Re: Serveur with encrypted partition : 2 steps boot.
Le 17/04/2013 01:15, Bob Proulx a écrit :
Erwan David wrote:
update-rc.d dovecot disable 2
reboot, indeed dovecot is not started
dovecot does not start (even if there is a Sxxdovecot in /etc/rc3.d)
Hmm... It should start. I just tested this on a service locally and
it starts for me. are you sure it isn't starting due to the presence
of a new policy-rc.d script? :-)
Coming back after some testing and interrupts...

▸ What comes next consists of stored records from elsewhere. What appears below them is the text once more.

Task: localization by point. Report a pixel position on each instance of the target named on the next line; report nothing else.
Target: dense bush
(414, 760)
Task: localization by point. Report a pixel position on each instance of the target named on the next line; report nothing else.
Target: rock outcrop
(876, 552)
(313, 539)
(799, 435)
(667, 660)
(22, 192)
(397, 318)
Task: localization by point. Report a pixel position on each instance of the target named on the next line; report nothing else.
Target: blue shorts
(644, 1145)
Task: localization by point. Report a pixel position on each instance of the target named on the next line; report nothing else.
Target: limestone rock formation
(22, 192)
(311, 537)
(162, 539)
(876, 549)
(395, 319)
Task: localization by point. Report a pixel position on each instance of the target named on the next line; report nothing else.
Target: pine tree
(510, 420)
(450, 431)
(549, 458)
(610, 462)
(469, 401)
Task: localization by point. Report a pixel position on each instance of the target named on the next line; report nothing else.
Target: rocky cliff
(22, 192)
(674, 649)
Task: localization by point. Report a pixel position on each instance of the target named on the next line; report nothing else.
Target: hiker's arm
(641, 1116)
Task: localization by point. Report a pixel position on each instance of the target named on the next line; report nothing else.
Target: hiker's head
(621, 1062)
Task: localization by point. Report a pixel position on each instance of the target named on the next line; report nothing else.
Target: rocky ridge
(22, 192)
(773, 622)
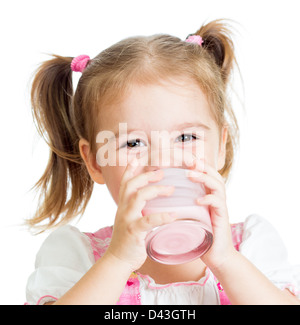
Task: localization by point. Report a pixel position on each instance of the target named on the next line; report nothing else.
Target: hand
(130, 227)
(222, 246)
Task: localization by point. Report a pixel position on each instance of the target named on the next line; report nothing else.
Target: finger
(209, 181)
(134, 183)
(148, 222)
(202, 165)
(139, 199)
(129, 170)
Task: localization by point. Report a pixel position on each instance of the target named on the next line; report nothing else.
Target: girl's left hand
(222, 247)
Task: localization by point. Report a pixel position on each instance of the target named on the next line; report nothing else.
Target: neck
(164, 274)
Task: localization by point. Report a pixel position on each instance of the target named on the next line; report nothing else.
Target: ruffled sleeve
(262, 245)
(64, 257)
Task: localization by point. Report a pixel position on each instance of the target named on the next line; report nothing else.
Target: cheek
(113, 177)
(211, 152)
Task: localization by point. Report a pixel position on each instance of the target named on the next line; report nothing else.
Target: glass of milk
(190, 235)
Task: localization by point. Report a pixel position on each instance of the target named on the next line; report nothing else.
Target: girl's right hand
(130, 227)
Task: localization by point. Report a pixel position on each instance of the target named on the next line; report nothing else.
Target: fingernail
(173, 215)
(193, 174)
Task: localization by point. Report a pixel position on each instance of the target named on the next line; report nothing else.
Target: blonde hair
(63, 118)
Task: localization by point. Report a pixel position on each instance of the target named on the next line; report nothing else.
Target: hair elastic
(79, 63)
(194, 39)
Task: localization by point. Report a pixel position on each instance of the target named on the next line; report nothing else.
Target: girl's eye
(135, 143)
(186, 138)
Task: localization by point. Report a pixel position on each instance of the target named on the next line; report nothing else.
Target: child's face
(171, 114)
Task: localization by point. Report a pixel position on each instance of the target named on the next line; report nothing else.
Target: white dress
(67, 254)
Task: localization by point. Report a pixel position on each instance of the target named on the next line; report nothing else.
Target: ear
(90, 162)
(222, 147)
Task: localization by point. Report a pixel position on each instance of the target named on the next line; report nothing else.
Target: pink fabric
(79, 63)
(131, 296)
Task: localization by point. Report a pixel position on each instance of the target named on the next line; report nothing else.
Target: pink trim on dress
(175, 284)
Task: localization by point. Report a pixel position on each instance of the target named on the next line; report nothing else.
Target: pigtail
(51, 99)
(217, 42)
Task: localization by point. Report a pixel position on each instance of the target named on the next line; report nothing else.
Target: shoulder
(63, 246)
(262, 244)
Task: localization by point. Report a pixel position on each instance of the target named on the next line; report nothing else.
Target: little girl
(156, 83)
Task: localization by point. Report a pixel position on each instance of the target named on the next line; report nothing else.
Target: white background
(266, 176)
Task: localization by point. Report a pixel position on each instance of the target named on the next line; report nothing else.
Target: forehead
(158, 107)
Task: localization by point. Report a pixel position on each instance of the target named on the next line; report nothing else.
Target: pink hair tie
(195, 39)
(79, 63)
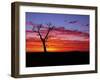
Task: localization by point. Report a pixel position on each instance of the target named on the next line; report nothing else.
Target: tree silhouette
(37, 29)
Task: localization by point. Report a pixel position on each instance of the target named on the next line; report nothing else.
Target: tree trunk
(44, 45)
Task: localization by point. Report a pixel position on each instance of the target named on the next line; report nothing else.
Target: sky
(69, 21)
(71, 32)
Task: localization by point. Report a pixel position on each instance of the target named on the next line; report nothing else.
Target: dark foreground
(54, 59)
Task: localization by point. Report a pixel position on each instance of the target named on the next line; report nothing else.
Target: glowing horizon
(73, 36)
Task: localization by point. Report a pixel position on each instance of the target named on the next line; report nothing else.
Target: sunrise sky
(71, 32)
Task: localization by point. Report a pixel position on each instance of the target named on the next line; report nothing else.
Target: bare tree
(38, 30)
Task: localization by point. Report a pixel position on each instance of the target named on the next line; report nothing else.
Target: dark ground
(54, 59)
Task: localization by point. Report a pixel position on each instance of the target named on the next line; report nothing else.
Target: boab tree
(38, 30)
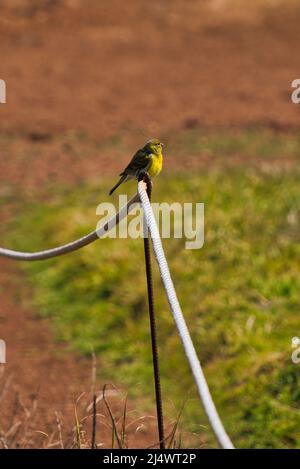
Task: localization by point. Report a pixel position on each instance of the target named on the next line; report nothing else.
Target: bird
(149, 159)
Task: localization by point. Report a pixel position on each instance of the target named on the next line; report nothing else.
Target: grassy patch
(240, 295)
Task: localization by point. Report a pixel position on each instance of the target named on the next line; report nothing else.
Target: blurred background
(88, 82)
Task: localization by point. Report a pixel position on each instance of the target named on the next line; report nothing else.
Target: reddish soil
(80, 72)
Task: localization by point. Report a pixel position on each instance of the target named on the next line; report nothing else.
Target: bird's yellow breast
(156, 165)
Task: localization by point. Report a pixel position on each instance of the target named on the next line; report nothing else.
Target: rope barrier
(184, 334)
(143, 176)
(74, 245)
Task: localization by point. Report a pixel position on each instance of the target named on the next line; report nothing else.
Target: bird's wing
(140, 161)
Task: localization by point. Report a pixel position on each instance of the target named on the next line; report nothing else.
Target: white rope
(74, 245)
(187, 343)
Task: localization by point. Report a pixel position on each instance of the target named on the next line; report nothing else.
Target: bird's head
(153, 146)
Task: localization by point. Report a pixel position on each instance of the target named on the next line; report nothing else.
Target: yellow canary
(149, 158)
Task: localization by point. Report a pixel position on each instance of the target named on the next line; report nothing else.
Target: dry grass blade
(113, 421)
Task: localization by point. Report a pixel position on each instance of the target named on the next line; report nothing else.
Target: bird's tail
(123, 178)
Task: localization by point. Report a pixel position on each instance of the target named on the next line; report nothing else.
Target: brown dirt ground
(81, 72)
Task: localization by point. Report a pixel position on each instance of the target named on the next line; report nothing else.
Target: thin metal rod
(155, 357)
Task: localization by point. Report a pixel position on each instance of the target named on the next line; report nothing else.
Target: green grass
(239, 293)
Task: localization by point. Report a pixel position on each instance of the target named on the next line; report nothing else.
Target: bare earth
(79, 73)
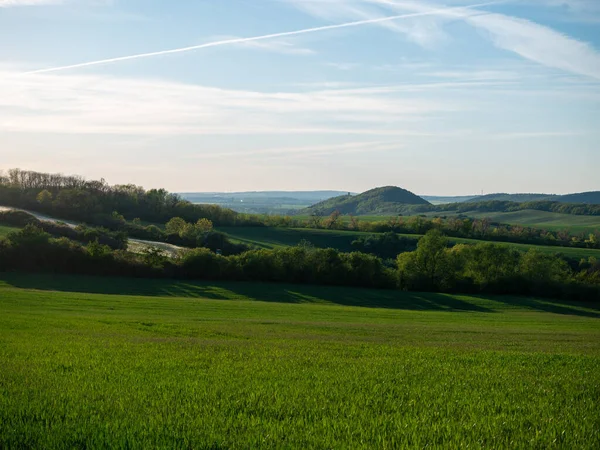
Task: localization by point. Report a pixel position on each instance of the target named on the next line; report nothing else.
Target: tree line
(75, 198)
(433, 266)
(133, 210)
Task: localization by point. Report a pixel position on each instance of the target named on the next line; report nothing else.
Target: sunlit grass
(205, 365)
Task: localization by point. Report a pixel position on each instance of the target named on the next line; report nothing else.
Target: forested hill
(590, 198)
(383, 200)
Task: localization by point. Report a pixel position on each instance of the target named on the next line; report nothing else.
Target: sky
(451, 98)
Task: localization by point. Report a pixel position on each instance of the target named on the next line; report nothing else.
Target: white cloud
(282, 46)
(528, 39)
(14, 3)
(102, 104)
(540, 44)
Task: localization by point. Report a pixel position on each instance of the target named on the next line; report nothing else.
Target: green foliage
(385, 200)
(230, 366)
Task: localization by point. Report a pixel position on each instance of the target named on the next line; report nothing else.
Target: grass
(201, 365)
(270, 238)
(543, 219)
(532, 218)
(4, 230)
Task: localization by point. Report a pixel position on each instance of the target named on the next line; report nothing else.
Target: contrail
(260, 38)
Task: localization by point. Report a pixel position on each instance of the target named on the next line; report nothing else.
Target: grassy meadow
(542, 219)
(4, 230)
(116, 363)
(270, 238)
(531, 218)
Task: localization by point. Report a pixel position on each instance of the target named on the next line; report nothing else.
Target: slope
(383, 200)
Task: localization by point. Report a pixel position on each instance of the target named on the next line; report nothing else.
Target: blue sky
(439, 98)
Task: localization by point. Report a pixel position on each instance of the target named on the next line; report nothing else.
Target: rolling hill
(383, 200)
(592, 198)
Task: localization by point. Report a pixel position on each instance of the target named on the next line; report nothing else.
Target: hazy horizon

No, there is no policy-rc.d script, so it's not the reason. I use a
wheezy, with sysv-init if it makes a difference
In any case... I wanted to add an additional comment. I have been
thinking of doing something like this myself. I haven't done it yet
but if I were implementing this then I think I would have the server
contact a central machine elsewhere on the network to get the keys to
decrypt and mount the encrypted partitions. I am not sure what the
best mechanics would be to implement it. But I think as soon as
networking came online I would have the remote server with the
encrypted disks contact a different server that I controlled. Have it
pull the keys for the partition from there. Then automatically mount
the partitions. Then have it continue the boot process normally and
start the daemons normally.
I have no central machine on "the network". I want to encrypt because
the machine is hosted, thus I do not physically control it. And that
would leave some problem of booting the key_bearing machine.